The Tobacco Act 1987 (the Tobacco Act) regulates where you can smoke or vape, as well as the sale and advertising of tobacco products and e-cigarettes. In 2019, a law was proposed in Hawaii that would have gradually raised the minimum age to buy tobacco to 100. The bill, introduced by Democratic Representative Richard Creagan, proposed a gradual increase in the legal age of purchase from 21 to 30 by 2020, 40 by 2021, 50 by 2022, 60 by 2023, and then 100 years by 2024, thus banning the sale of cigarettes in Hawaii. The proposal was not adopted at the time.65 For more information on banning smoking in outdoor dining areas, see Smoke-Free Outdoor Dining. As of August 1, 2017, it is also illegal to smoke or vape in outdoor food areas of restaurants, cafes, takeaways and licensed establishments.

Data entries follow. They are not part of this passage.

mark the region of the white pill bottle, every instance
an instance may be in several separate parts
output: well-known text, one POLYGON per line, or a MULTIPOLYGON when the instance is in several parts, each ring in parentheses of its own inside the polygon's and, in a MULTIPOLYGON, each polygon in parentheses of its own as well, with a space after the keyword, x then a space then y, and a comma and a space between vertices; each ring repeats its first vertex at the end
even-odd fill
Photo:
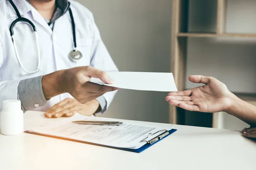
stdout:
POLYGON ((20 101, 7 100, 3 102, 0 113, 1 133, 5 135, 16 135, 24 131, 23 113, 20 101))

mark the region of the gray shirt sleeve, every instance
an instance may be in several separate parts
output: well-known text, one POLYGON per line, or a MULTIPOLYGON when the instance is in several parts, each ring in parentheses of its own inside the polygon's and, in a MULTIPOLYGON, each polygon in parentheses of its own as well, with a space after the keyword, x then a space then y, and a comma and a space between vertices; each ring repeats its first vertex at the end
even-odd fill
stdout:
POLYGON ((20 80, 18 85, 17 98, 23 111, 43 106, 47 103, 42 89, 43 76, 20 80))
MULTIPOLYGON (((20 80, 18 85, 17 98, 21 102, 23 111, 29 110, 45 105, 47 101, 42 89, 43 76, 20 80)), ((103 96, 96 99, 102 110, 105 109, 107 102, 103 96)))

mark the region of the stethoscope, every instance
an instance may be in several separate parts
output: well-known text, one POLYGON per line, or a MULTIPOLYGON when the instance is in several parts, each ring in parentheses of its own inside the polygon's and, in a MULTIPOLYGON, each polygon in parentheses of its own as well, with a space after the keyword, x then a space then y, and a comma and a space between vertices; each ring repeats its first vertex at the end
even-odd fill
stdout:
MULTIPOLYGON (((14 45, 14 49, 15 50, 15 53, 16 53, 16 57, 18 61, 19 62, 19 63, 20 66, 24 70, 24 71, 28 74, 32 74, 34 73, 35 73, 36 72, 39 71, 40 69, 39 67, 40 66, 40 50, 39 48, 39 43, 38 43, 38 35, 36 31, 36 28, 35 25, 29 20, 22 17, 20 14, 20 12, 19 12, 19 10, 17 8, 17 7, 16 6, 13 2, 12 0, 9 0, 11 5, 12 6, 12 7, 15 10, 17 16, 18 17, 18 18, 15 20, 11 24, 11 26, 10 26, 10 33, 11 33, 11 36, 12 37, 12 42, 13 43, 13 45, 14 45), (25 68, 23 65, 21 63, 20 61, 20 59, 19 56, 19 54, 18 53, 18 51, 17 49, 17 45, 15 41, 15 38, 14 37, 14 32, 13 31, 14 28, 15 28, 16 24, 19 22, 22 22, 28 24, 30 26, 33 30, 34 31, 34 33, 35 33, 35 40, 36 42, 36 45, 37 47, 38 52, 38 65, 36 70, 34 71, 29 71, 25 68)), ((69 2, 69 6, 70 5, 70 3, 69 2)), ((71 9, 70 8, 69 9, 69 11, 70 13, 70 18, 71 18, 71 23, 72 24, 72 30, 73 31, 73 40, 74 41, 74 49, 71 51, 69 53, 69 57, 70 60, 73 61, 77 61, 79 60, 80 60, 82 57, 83 57, 82 54, 79 51, 77 50, 77 47, 76 46, 76 27, 75 25, 75 22, 74 21, 74 18, 73 17, 73 14, 72 14, 72 11, 71 11, 71 9)))

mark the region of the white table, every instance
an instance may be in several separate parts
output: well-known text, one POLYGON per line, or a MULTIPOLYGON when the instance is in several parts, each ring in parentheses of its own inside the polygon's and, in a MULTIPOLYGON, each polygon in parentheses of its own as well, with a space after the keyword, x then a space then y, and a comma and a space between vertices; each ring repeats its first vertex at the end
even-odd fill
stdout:
MULTIPOLYGON (((27 112, 25 129, 57 120, 27 112)), ((175 128, 178 130, 140 153, 25 133, 0 134, 0 170, 256 169, 256 142, 240 132, 175 128)))

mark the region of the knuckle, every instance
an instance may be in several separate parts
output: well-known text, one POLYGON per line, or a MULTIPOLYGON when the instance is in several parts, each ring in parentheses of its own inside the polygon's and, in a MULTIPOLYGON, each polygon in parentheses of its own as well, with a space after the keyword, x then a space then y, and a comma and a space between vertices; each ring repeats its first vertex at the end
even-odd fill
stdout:
POLYGON ((91 69, 93 68, 93 67, 91 66, 90 65, 87 65, 86 66, 85 66, 85 70, 87 71, 89 71, 90 70, 91 70, 91 69))
POLYGON ((104 77, 107 76, 107 73, 103 71, 101 71, 100 74, 101 77, 104 77))

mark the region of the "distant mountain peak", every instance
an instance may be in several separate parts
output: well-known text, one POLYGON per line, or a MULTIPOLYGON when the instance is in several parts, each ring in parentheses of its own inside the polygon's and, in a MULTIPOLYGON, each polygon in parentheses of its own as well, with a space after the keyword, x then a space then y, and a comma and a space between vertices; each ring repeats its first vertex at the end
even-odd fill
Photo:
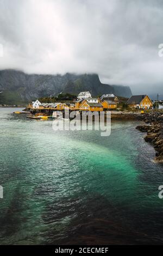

Smoking of cigarettes, including e-cigarettes (whether or not containing nicotine) is prohibited on school grounds and within 4 metres of pedestrian entrances to school property. Smoking in these places is a criminal offence. Guests registered at the hotel can smoke or vaporize cannabis in their hotel room if the hotel allows it. In March 2015, the Tasmanian Parliament debated a Public Health Amendment (Tobacco-free Generation/TFG) Bill 2014 that would have made it illegal to supply tobacco to all people born after 2000 from 2018. The bill was introduced by an independent member of the Legislative Council, Ivan Dean, and aimed to create a generation of people who are not exposed to tobacco products. It was one of the most important global attempts at the time to phase out smoking.